Média : Emission L'Invité de RTL - Europe 1 - France 2 - RTL - Télévision

Texte intégral

jeudi 1er avril 1999 - France 2

France 2 :
On ne vous a pas beaucoup entendu depuis le début de l’offensive de l’OTAN en Serbie. Il fallait y aller ou il ne fallait pas y aller ?

Charles Pasqua :
Je crois que c’est une erreur. Je pense qu’on ne résoudra rien de cette manière. Je crains qu’on ne soit entraîné dans un engrenage qu’on aura du mal à maîtriser. Les risques sont considérables. Je recevais la semaine dernière M. Louchkov, le maire de Moscou, qui sera peut-être demain président de la Russie. Il avait vu d’ailleurs le président de la République et d’autres personnalités. Il était porteur d’un message du président Eltsine. Il ne m’en a pas donné la teneur, mais compte tenu des entretiens que nous avons eus, je l’ai trouvé extrêmement préoccupé, me disant notamment : « Si cette affaire perdure, si les bombardements continuent, la solidarité slave ne manquera pas de jouer. Nous aurons toutes les peines du monde à empêcher que des volontaires russes n’aillent là-bas, et finalement, sous la pression de la Douma, qui est majoritairement communiste, en définitive qu’on ne fournisse des armes. » Il y a donc un risque de contagion dans cette région. Naturellement, tout cela est difficile, mais je crois qu’au plus vite on trouvera un moyen de reprendre les négociations, au mieux cela vaudra. Ce n’est pas simple, j’en suis bien convaincu.

France 2 :
Hier, trois soldats américains ont été portés disparus à la frontière entre la Macédoine et la Serbie – on ne sait pas bien dans quelles circonstances. La flotte russe se rapproche de la zone. Est-ce que tout cela confirme un risque, si ce n’est d’offensive terrestre, en tout cas d’extension du conflit ?

Charles Pasqua :
Je crois que l’envoi de troupes au sol serait un pas dans l’escalade. Je rappelle que la Serbie – la Yougoslavie de l’époque – avait affronté les armées allemandes, et que pendant quatre années d’occupation, l’armée allemande n’est jamais arrivée à bout des Serbes. Et je rappelle aussi au passage que les Serbes étaient nos alliés pendant les deux guerres mondiales. Je pense que ce qu’il y a de plus regrettable dans cette affaire, c’est que nous suivions les Américains et que nous soyons entraînés dans ce processus alors que la France avait probablement un autre rôle à jouer.

France 2 :
Est-ce qu’on n’a sous-estimé aussi le jeu diplomatique des Russes, d’abord en les laissant à l’écart quand on a pris la décision d’attaquer en Yougoslavie, et ensuite en traitant peut-être avec un peu de désinvolture la tentative de médiation de M. Primakov ?

Charles Pasqua :
Oui, je le crois. Le fait que M. Primakov – d’ailleurs à la demande du président de la République, Jacques Chirac – ait accepté de se rendre à Belgrade et tenté de convaincre Milosevic n’aurait pas dû être pris à la légère. Et on n’aurait pas dû, avant même qu’il ait rendu compte du résultat de ses entretiens, considéré cela comme tout à fait négligeable. Je crois que les Américains ont une mauvaise évaluation de la situation. Nous, nous sommes Européens. Nous connaissons un peu mieux les problèmes, et nous devrions mettre en garde contre les conséquences de cette affaire qui sont incalculables à l’heure actuelle. Incalculables ! Y compris sur l’évolution de la situation en Russie, demain.

France 2 :
Vous êtes le seul, aujourd’hui dans l’opposition, à tenir ce discours. Vous sentez-vous seul ? Et deuxièmement, est-ce que c’est dans la tradition des amitiés anciennes avec la Serbie ?

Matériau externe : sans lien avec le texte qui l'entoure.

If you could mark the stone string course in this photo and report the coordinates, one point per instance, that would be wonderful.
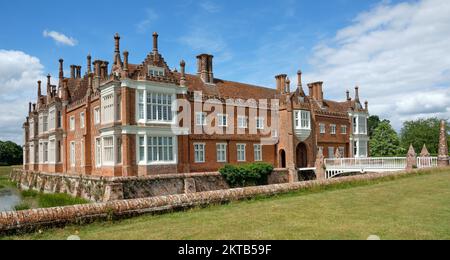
(30, 220)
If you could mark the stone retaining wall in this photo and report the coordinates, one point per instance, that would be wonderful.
(104, 189)
(32, 219)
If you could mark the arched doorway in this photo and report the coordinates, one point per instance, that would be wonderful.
(302, 156)
(282, 162)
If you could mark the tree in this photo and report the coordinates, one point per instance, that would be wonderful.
(10, 153)
(385, 141)
(372, 124)
(420, 132)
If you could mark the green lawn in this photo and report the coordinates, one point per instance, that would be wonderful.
(416, 207)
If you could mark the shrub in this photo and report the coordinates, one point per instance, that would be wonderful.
(246, 175)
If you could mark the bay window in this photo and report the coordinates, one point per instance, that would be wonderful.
(155, 107)
(302, 119)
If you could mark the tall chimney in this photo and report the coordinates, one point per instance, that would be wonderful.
(117, 59)
(39, 89)
(61, 69)
(183, 73)
(357, 94)
(89, 61)
(125, 60)
(155, 43)
(72, 71)
(78, 72)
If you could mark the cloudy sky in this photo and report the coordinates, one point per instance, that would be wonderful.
(396, 51)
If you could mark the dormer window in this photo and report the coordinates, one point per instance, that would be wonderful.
(156, 71)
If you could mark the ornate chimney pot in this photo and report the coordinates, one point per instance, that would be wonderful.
(443, 146)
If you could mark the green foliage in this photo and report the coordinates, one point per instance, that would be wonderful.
(10, 154)
(246, 175)
(372, 124)
(385, 141)
(420, 132)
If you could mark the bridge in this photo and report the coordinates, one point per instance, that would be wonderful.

Charles Pasqua : Il y a deux choses : premièrement, c’est vrai, il y a les liens anciens qui nous unissent à la Serbie. Mais il y a aussi une analyse. L’analyse est relativement simple : nous avons un État indépendant ; dans cet État indépendant, il y a une province dans laquelle il y a une rébellion ; des pays extérieurs décident d’intervenir pour trouver une solution pacifique à ce problème et comme on n’arrive pas immédiatement à trouver cette solution pacifique, on intervient militairement. Est-ce que demain on ferait la même chose en Espagne ? Est-ce qu’on ferait la même chose en France ou ailleurs ? Pourquoi est-ce qu’on n’intervient pas en Turquie ? J’ajouterai au passage ceci : c’est qu’on a bien vu les limites à des opérations militaires. Est-ce que par exemple les Américains sont arrivés à résoudre le problème en Irak ? Ils n’y sont pas arrivés.

France 2 :
Les communistes italiens menacent de quitter le gouvernement s’il n’y a pas de trêve au moment de Pâques dans les bombardements. En France, est-ce que vous pensez que les communistes français, qui sont opposés aux bombardements, doivent quitter le gouvernement ?

Charles Pasqua :
C’est un problème de conscience pour eux et de logique. Je crois qu’effectivement il est difficile de continuer à jouer longtemps de cette façon. J’ajouterai que ce qui me choque le plus, dans tout cela, c’est la position du président des États-Unis qui dit qu’il n’y aura pas de trêve et que les frappes continueront pendant les fêtes de Pâques. Ce qui veut dire que le véritable décideur dans cette affaire, c’est lui. Et les Européens, qu’est-ce qu’ils font ? Ils sont à la remorque des États-Unis. Alors on voit bien que l’Europe a du mal à exister.

France 2 :
J’ai bien compris que vous ne voulez pas rentrer dans la polémique politique française sur l’idée qu’il y ait une partie de la majorité qui ne soit pas tout à fait sur la ligne Jospin-Chirac, en ce qui concerne les attaques aériennes.

Charles Pasqua :
C’est relativement secondaire.

France 2 :
Vous comprenez les communistes, les hésitations du Mouvement des citoyens ?

Charles Pasqua :
Je comprends jusqu’à un certain point : je veux dire par là que, devant une situation aussi difficile et aussi grave, on ne peut être à la fois dedans et dehors. Il y a bien un moment où il faut trancher. Alors, chacun le fait en fonction de sa conscience.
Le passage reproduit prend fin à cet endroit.